「うぇあぁあぁぁ………………」
「えっ……? 何?」
 時刻は十九時を少し過ぎたところ。様々なアラカルトとサラダ、パスタ、バゲットが並ぶテーブルを前に、夏樹が奇妙な呻き声を上げる。
 夏樹も、夏樹の婚約者であるみどりも揃って三人で夕飯の支度をした後、手土産のワインを開けた時に春人がこれを選んだ経緯をポロリとこぼしたのが事の始まりだった。

 夏樹たちの引っ越し祝いと結婚祝いを買いにいったショッピングモールで知り合いに会ったこと、そしてそのまま買い物を手伝ってくれた事をつい口にしてしまったのだ。もちろん、質の悪いナンパに絡まれたことは言わないでおいたけれども。
「ハルに…ハルにっ………恋人がっ!?」
「こっ!? …ちがうって!!ワイン選んでもらっただけ!」
「あなた、しっかり…! 春くんが選んだ人だもの、きっといい人よ!」
「も~!みどりちゃんまで…!!」
 一人娘に彼氏が出来たことを聞かされた時の父親のような反応をする夏樹を見て、みどりは明らかに悪ノリをしている。長年連れ添った妻の仕草(しぐさ)でショックを受ける夏樹を(なぐさ)めているが、顔は完全に面白がっているのは一目瞭然(いちもくりょうぜん)だ。
「………で。 実際は?」
「えぇ……わりと真剣にショック受けてる? 実際は店主とお客さんだよ。本当にたまたま会っただけで、連絡先も知らないもの」
「店主?」
 長い沈黙のあと、大きく息を吸い込んでグッと気を取り直した様子の夏樹に、僅かばかり戸惑う。春人にも夏樹やみどり以外の友人知人はほんの少しだが居るというのに。

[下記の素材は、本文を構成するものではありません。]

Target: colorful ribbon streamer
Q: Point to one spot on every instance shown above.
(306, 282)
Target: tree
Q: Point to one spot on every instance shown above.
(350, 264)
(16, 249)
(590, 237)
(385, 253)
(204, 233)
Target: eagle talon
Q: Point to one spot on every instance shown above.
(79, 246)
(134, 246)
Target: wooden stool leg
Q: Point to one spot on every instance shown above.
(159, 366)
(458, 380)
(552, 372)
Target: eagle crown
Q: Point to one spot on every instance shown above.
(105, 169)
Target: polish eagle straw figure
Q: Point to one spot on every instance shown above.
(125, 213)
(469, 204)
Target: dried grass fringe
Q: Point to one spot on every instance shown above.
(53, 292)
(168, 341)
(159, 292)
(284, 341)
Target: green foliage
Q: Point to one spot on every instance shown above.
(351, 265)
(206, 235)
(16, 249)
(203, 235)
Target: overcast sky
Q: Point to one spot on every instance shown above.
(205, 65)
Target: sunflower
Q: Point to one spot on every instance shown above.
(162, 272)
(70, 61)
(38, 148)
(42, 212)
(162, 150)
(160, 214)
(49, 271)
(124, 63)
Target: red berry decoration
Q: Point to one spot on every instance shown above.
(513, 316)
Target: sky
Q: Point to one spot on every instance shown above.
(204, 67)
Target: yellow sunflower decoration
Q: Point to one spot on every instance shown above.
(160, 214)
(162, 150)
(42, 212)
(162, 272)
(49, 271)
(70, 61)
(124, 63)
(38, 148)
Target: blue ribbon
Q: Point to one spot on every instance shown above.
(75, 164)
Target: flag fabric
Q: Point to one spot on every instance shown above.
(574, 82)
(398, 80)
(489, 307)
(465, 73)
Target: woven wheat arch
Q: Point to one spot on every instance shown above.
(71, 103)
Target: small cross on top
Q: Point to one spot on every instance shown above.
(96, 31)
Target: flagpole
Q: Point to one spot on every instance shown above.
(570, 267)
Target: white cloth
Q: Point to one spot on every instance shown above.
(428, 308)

 過去に彼らの話をしてもこんな反応はされなかったのに、一体どうしてだろうか?
 しかし夏樹の胸の内など春人が完全に理解できるものでもないのだから、ここは話の腰を折らず続けてしまい、この妙な空気をさっさと終わらせてしまうに限る。
 そう思って春人は素直に燈向との関係を口にしたのだが、またしても夏樹の顔が『娘の彼氏の話をしぶしぶ聞かされるお父さん』みたいになった。
 そんな夏樹の顔を見てみどりは楽しそうに声を上げて笑っているしで、謎の空気は収束の兆しを見せない。

「夏樹たちの会社の近くにある小さいバーの店主さん。 ほら、リンカネの打ち上げの時に少し話したバーテンダーさん居たでしょ?あの人。 僕らと同じくらいの歳だとは思うんだけど……」
「バッ…?! おまえ………それ…っ」
「?」
「あら~……」
 流石に燈向の名前までは口にしなかった。したらしたで何だか余計に拗れそうな気配がしたからだ。
 だと言うのに夏樹はまたしても妙な呻き声を上げながら頭を抱えてしまったし、みどりもみどりで少し驚いた顔で目を瞬かせている。
「別に…ふつうに良い人だよ……」
 そう言って春人は目の前の白ワインが入った自分のグラスにジンジャエールを注ぐ。
酒にあまり強くない春人には、ジンジャエールで割って飲む方が飲みやすいと教えてくれたのも燈向だ。
 春人にとって燈向は“良い人”だ。
春人の下手な会話にもあわせてくれるし、何より優しい。優しすぎて困ってしまうくらいに。